Dark Shadows Books and Paraphernalia: The show had a far reaching effect on popular culture. Under the pseudonym of Marilyn Ross, from 1966 to 1972 Daniel Ross authored thirty-three paperback novels developed from the show. In spite of the Comics Code that banned vampires from comic books from 1954 to 1971, Gold Key produced the Dark Shadows comic books, the first vampire-oriented comics in almost two decades. In 1968–69, Dark Shadows paraphernalia began to appear, including the Dark Shadows Game, Viewmaster stereo pictures, model kits, jigsaw puzzles, and trading cards, to name just a few. A “Dark Shadows” Original Soundtrack Album (1969) was one of four record albums of Dark Shadows music. “Quentin’s Theme,” the most popular piece of Dark Shadows music, appeared on the first album and was also released as a single. Initially heard on the gramophone in the room where Quentin first appeared, the theme was recorded more than twenty times by various artists.

Dark Shadows in the 1990s: In 1990, NBC announced that it had asked Dan Curtis, the creator of Dark Shadows, to put together a new cast for a prime-time version of the old soap opera. Ben Cross was chosen to play the vampire Barnabas Collins. His role was strongly reminiscent of Jonathan Frid, the original Barnabas Collins. In spite of his moments of genuine anger and vicious attacks on individuals, Cross’s Barnabas was a sensitive, reluctant vampire who allowed hematologist Julia Hoffman to try to cure his vampiric condition. Even though Dark Shadows fans gave the new series strong support, it was cancelled after only twleve episodes (thirteen hours of programming) during the second half of the 1990–91 season.

More Dark Shadows: The most substantial spin-offs of the television series were two full-length feature movies, House of Dark Shadows (1970) and Night of Dark Shadows(1971). These were later made available on video. A short time after its cancellation, the show went into syndicated reruns on independent stations and PBS—the first time that had happened to a daytime soap opera. It was later picked up by the new SCI-FI cable channel. All 1,245 segments were released on VHS video and have now been transferred to DVD by MPI Home Video. Additionally, a variety of specialized videos have been developed from the series including: Dark Shadows: Behind the Scenes, Dark Shadows Bloopers, Dark Shadows 35th Anniversary Reunion, and Dark Shadows: Vampires and Ghosts.

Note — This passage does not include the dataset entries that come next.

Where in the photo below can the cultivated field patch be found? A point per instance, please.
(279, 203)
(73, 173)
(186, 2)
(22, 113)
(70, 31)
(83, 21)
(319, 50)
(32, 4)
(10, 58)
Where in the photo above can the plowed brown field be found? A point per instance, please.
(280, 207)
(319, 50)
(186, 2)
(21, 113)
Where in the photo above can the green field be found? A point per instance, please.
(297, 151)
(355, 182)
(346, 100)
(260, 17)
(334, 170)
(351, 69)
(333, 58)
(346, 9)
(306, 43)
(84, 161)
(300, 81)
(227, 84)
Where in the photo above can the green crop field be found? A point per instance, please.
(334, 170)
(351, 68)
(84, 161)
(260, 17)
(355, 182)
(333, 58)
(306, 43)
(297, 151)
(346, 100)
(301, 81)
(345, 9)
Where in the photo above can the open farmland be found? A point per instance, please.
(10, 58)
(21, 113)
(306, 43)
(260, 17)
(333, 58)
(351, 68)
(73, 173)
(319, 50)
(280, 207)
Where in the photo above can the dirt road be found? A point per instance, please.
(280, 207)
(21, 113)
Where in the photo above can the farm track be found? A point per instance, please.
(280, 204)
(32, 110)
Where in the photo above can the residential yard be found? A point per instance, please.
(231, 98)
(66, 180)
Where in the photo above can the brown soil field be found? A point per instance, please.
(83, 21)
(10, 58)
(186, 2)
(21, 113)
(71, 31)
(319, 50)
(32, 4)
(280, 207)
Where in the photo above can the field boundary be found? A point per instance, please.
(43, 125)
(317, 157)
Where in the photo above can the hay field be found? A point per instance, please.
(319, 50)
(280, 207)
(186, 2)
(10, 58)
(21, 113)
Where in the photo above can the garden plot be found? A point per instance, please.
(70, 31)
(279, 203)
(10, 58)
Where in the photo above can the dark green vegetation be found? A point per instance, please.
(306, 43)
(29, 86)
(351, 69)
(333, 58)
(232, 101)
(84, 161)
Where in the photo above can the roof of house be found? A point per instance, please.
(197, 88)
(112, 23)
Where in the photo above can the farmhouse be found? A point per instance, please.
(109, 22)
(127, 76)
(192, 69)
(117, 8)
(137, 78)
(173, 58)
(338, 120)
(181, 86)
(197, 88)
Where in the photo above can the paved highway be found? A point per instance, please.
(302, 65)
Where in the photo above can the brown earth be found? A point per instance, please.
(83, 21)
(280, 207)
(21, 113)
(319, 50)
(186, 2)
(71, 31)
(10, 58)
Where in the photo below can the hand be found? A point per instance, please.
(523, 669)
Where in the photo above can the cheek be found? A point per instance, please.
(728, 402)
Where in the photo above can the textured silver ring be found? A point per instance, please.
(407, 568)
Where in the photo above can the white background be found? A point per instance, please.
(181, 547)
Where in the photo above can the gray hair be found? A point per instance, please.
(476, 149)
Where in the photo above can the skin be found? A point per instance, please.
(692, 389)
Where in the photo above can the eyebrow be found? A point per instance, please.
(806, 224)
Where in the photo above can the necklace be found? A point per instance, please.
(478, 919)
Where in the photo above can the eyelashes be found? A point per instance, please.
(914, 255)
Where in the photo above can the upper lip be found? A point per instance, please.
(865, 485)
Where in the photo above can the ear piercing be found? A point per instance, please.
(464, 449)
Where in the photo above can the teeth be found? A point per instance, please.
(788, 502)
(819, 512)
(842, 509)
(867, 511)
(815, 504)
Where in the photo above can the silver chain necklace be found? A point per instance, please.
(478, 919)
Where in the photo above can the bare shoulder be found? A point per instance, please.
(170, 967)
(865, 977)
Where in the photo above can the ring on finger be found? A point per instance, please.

Dark Shadows fandom has remained active through the first decade of the twenty-first century. Over a thousand people showed up for Jonathan Frid’s appearance at the 2008 annual convention. In response to the continued interest in the series, new books, CDs, and DVDs continue to appear and actors with even a small role on the original series are invited to make appearances at fan gatherings. The fans have also created a continuing market for Dark Shadows collectibles and several businesses have arisen to cater to the demand.

Sources:

Borzellieri, Frank. The Physics of Dark Shadows: Time Travel, ESP, and the Laboratory. New York: Cultural Studies Press, 2008. 90 pp.
Gross, Edward, and Marc Shapiro. The Vampire Interview Book: Conversations with the Undead. New York: Image Publishing, 1991. 134 pp.
Parker, Lara. Dark Shadows: The Salem Branch. New York: Tor Books, 2006. 288 pp.
Pierson, Jim. Dark Shadows Resurrected. Los Angeles: Pomegrante Press, 1992. 175 pp.
Scott, Kathryn Leigh, ed. The Dark Shadows Companion: 25th Anniversary Collection. Los Angeles: Pomegranate Press, 1990. 208 pp.
———. My Scrapbook Memories of Dark Shadows. Los Angeles: Pomegranate Press, 1986. 152 pp.
———, and Lara Parker. 35th Anniversary Dark Shadows Memories. Los Angeles: Pomegranate Press, 2001. 276 pp.
———, and Jim Pierson. Dark Shadows Almanac: Thirtieth Anniversary Tribute. Los Angeles: Pomegranate Press, 1995. 176 pp.
Thompson, Jeff. The Television Horrors of Dan Curtis: Dark Shadows, The Night Stalker, and Other Productions, 1966–2006. Jeffersonville, NC: McFarland & Company, 2009. 208 pp.